Besides its obvious use in DSE (see above), echocardiography is useful in evaluation of left ventricular and valvular function. PA pressures can often be estimated from preoperative TTE (based on tricuspid regurgitation, if present).
The gold standard for CAD workup. Left-sided catheterization can be accomplished via both the radial and femoral arteries, although if the radial artery is a candidate graft (for CABG), the femoral (which generally leads to increased complications) may deserve additional consideration. While right-sided catheterization is often accomplished in the operating room (PA catheterization), a study of 200 patients undergoing L-heart catheterization for CAD workup showed that the addition of R-sided catheterization added 6 minutes of total time (90 seconds of fluoroscopy), but only changed management in 1.5% of cases [Hill JA et al. Am J Cardiol 65: 590, 1990]. Thus, routine right-sided catheterization cannot be recommended in the setting of a CAD workup.
Capable of assessing ejection fraction as well as segmental wall motion abnormalities (SWMAs). SWMAs are rated according to the following scale:
SWMA Rating System 0: normal 1: mild hypokinesis 2: moderate hypokinesis 3: severe hypokinesis 4: akinesis 5: dyskinesis (paradoxical or aneurysmal motion)

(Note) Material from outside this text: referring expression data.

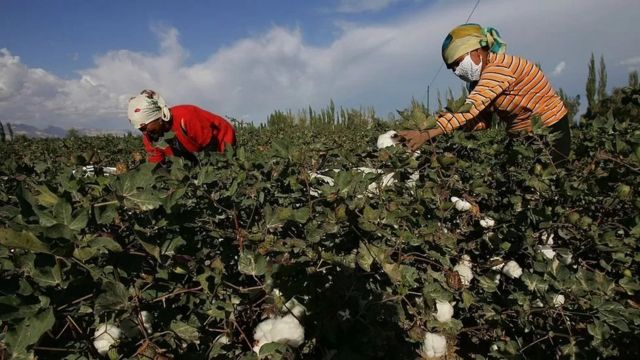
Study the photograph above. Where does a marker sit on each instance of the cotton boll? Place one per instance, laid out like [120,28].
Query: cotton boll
[460,204]
[466,260]
[444,311]
[323,178]
[466,275]
[558,300]
[387,180]
[512,270]
[498,260]
[146,321]
[496,279]
[105,336]
[487,223]
[566,259]
[222,339]
[387,139]
[284,330]
[413,178]
[546,251]
[435,345]
[547,238]
[295,308]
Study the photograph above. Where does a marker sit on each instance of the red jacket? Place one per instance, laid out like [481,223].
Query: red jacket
[195,129]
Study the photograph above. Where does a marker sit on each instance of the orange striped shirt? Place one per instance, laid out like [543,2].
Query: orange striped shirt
[515,89]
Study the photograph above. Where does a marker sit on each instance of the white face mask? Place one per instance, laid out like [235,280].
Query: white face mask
[467,70]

Rated based on LA opacification (1+ to 4+) and regurgitant fraction (mild to severe)
Angiographic MR (LA Opacification) Mild: (1+) contrast clears from LA in one beat (never complete opacification) Moderate: (2+) contrast clears from LA in several beats (never complete opacification) Moderate-Severe: (3+) complete opacification of the LA Severe: (4+) dense opacification with one beat, into pulmonary veins
Angiographic MR (Regurgitant Fraction) Mild: 20% RF Moderate: 20-40% RF Moderate-Severe: 40-60% RF Severe: > 60% RF
Normally the left main (1-2.5 cm) bifurcates into the left anterior descending (LAD) and the circumflex (CX) arteries. Rarely, it may split into three arteries, the LAD, CX, and ramus intermedius, or, alternatively, it may be absent (in which case the LAD and CX have their own ostia).
The LAD gives rise to diagonals (D) and septal perforators (S).

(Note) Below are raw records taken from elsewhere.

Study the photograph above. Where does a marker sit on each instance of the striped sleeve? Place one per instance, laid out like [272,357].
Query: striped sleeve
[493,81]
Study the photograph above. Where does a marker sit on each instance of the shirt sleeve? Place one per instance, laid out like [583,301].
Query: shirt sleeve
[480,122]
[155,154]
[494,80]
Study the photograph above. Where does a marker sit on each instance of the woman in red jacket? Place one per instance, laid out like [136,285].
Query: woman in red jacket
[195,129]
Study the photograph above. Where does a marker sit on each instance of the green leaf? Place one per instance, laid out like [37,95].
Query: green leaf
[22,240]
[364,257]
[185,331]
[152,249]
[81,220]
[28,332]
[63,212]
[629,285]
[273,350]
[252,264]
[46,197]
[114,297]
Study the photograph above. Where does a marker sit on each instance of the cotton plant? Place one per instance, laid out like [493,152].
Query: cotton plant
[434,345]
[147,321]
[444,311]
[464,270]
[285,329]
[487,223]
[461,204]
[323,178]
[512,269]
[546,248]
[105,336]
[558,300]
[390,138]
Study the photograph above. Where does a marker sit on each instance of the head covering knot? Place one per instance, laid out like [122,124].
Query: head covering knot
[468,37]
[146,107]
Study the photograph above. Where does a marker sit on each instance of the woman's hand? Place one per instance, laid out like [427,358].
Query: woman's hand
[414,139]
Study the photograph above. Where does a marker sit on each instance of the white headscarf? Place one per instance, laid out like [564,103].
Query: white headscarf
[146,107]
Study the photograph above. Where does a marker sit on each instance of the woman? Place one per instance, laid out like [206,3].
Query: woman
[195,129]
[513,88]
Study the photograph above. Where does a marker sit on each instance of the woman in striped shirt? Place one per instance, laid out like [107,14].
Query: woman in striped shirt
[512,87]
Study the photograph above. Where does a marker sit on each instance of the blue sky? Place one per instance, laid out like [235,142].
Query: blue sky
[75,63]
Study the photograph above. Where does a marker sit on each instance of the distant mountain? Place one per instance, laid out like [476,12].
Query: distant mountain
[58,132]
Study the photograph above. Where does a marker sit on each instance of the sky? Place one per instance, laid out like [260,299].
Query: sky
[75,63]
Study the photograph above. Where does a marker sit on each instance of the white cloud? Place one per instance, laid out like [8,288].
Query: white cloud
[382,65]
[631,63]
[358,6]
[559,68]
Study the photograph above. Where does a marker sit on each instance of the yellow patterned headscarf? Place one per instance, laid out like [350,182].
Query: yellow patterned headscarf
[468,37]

The CX (located in the AV groove) gives rise to the obtuse marginals (OM).
In 85-90% of patients (i.e. “right dominant”), the posterior descending artery (PDA) arises from the right coronary artery. In 10-15% (i.e. “left dominant”), it arises from the CX. Note that in 2/3 of patients, the apex is supplied by the LAD, but in 1/3 of patients it is supplied by the RCA.
By convention, stenosis is reported in terms of diameter. Thus, a 50% stenosis of the LAD refers to a 75% reduction in cross sectional area (and a 16-fold increase in resistance to flow). Collateralization begins to form when stenosis approaches 80%.

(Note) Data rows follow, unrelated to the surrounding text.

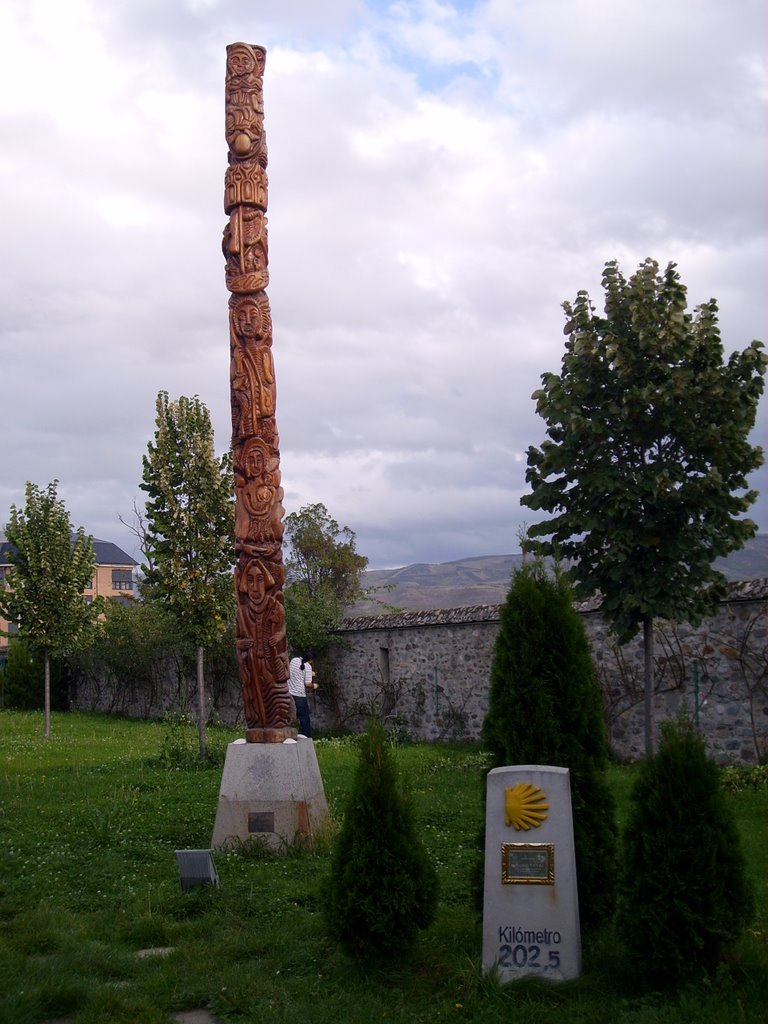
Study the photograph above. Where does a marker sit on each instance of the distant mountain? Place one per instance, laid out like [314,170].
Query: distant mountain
[485,580]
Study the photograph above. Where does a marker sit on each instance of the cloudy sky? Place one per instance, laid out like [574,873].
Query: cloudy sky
[443,174]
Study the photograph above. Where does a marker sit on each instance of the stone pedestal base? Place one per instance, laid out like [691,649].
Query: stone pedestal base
[271,793]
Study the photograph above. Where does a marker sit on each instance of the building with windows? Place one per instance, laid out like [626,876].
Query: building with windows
[114,579]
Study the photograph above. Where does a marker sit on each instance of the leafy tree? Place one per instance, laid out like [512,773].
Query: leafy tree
[645,466]
[545,708]
[50,566]
[324,574]
[383,887]
[189,528]
[685,896]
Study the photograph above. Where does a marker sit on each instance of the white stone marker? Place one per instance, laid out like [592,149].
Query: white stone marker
[530,907]
[272,792]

While catheterization is the gold standard for assessment of CAD, several caveats must be kept in mind. First, most patients undergoing catheterization have been fasted (and thus may exhibit decreased filling pressures. The exception is for patients with pre-existing renal disease, in whom hydration is accomplished overnight). Second, the patient’s medication regimen on the day of the procedure may be different than at baseline (ex. diuretics may be held). Third, these procedures usually involve some sedation, and potentially changes in PaO2 and PaCO2 [Kaplan JA, ed. Essentials of Cardiac Anesthesia. Saunders, 2008 p 32].